As far as webcomics go, I believe the future is already here.

Agreed, but slightly different reasons — I can’t stand the pacing of reading single comic issues (which is why I didn’t get into them until so late in life). I can pick up a trade and loose myself in it for a few hours, but the 5-10 minutes entertainment I get out of a single issue just doesn’t cut it. My webcomics work because I subscribe to dozens of them, so there’s something to read daily.
Anyway, keep up the good work!
Because of ‘decompression’ and writers like Brian Michael Bendis, comic pacing is much slower than it used to be. Mind you, I can really dig a good Brian Michael Bendis story, such as Powers, but it is what it is.
Well, it was much different when you got a single story in a single issue. There’s just so much crap going in any one title these days that has ramifications from some giant year long event going on in either Marvel or DC that I just don’t care anymore. It’s gotten too out of hand. I don’t mind a multi-issue arc provided I only have to keep up with the one title like some manga or Johnny Saturn. I think that’s why I like Aym Geronimo so much; It’s just singular stories featuring the same characters. Also, the artwork is much simpler, dynamic and easy to read (as opposed to the over-the-top art styles being used in the mainstream comics these days) and I like that a lot. It has style and class.

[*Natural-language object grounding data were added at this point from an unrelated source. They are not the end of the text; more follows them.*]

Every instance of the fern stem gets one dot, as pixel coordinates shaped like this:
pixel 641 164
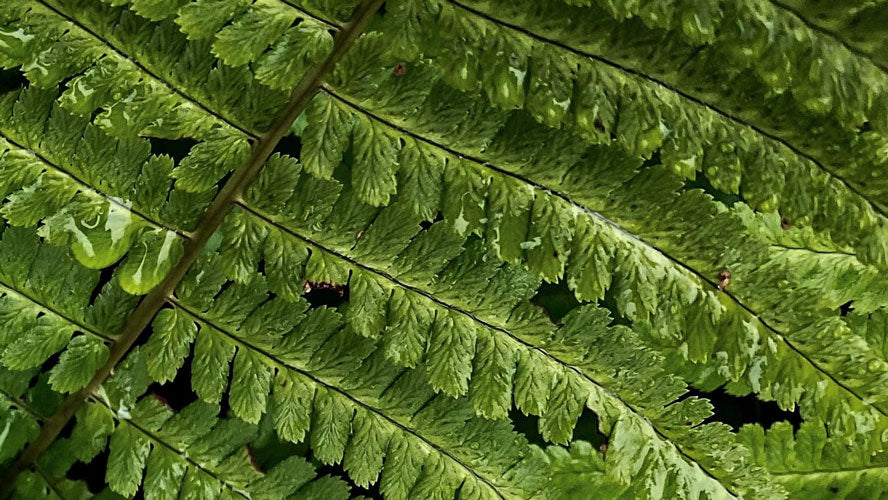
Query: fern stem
pixel 677 91
pixel 212 219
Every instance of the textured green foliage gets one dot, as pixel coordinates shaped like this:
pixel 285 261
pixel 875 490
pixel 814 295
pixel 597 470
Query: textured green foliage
pixel 474 249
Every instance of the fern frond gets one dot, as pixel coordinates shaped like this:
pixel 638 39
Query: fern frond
pixel 810 463
pixel 336 390
pixel 569 230
pixel 859 25
pixel 380 293
pixel 770 174
pixel 470 349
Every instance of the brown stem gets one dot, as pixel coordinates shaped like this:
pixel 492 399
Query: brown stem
pixel 299 99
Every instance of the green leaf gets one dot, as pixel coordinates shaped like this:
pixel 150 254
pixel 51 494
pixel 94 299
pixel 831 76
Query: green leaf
pixel 169 344
pixel 83 357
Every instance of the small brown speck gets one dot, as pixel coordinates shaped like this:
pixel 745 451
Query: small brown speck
pixel 599 126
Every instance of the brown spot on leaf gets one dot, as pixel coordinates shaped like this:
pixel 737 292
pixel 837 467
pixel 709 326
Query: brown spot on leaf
pixel 599 126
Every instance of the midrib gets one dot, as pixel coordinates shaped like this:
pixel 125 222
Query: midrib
pixel 212 219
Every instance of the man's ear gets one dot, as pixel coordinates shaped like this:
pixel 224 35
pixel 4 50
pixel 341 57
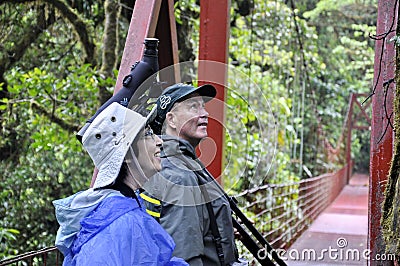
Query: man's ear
pixel 170 120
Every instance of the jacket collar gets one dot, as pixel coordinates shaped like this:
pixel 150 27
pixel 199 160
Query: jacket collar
pixel 173 146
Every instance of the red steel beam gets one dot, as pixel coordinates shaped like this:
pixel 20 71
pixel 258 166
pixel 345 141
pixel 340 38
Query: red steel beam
pixel 381 135
pixel 213 59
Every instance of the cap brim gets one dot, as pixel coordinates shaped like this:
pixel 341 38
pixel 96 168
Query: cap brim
pixel 207 90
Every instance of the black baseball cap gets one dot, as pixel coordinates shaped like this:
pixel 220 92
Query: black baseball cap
pixel 173 94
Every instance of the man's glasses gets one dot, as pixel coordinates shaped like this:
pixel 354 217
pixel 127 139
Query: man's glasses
pixel 149 133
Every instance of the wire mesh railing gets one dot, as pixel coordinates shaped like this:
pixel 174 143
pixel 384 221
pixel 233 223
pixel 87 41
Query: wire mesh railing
pixel 282 212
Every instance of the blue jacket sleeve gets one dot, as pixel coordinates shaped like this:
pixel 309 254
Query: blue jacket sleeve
pixel 135 238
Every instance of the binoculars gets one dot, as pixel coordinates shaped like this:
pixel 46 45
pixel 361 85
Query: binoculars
pixel 140 71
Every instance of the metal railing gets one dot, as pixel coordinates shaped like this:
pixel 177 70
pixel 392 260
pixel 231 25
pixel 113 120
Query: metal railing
pixel 282 213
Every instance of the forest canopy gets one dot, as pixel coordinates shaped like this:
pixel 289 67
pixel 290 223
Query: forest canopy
pixel 59 62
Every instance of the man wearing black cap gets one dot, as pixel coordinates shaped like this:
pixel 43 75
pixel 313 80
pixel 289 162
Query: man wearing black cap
pixel 184 196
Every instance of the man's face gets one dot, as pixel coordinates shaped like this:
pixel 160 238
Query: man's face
pixel 190 119
pixel 149 152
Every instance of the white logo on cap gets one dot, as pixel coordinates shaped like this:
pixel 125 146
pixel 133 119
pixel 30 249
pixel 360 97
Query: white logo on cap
pixel 164 101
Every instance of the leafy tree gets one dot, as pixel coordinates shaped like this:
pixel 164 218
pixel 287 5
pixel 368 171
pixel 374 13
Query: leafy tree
pixel 292 64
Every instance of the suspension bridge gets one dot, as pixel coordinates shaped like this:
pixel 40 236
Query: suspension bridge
pixel 338 210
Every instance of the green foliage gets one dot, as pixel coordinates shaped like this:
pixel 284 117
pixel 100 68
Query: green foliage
pixel 52 163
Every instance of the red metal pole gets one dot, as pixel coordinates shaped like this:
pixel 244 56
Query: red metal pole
pixel 381 133
pixel 213 56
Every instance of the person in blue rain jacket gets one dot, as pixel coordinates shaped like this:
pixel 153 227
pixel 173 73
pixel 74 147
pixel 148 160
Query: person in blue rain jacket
pixel 108 224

Benita says I sound like an old man (“you kids get off my lawn!”) sometimes, and now it’s your turn, Joel.
I don’t mind fancy drawing and rendering if it’s good and serves the story well. Otherwise, bleh…
Back in my day we didn’t have fancy-shmancy graphics and androgenous characters in our video games!! NO!! You were just a damned pixel. ONE PIXEL. And it was a huge pixel. You were a little square and the only thing you had for weapon was an arrow that was supposed to be a sword. And it only pointed in one direction: TO THE LEFT!! You kids with your fancy monsters and dragons that looked like they stepped right out of a picture book. We had ducks!! Those were our dragons!! And that’s the way it was. AND WE LIKED IT!!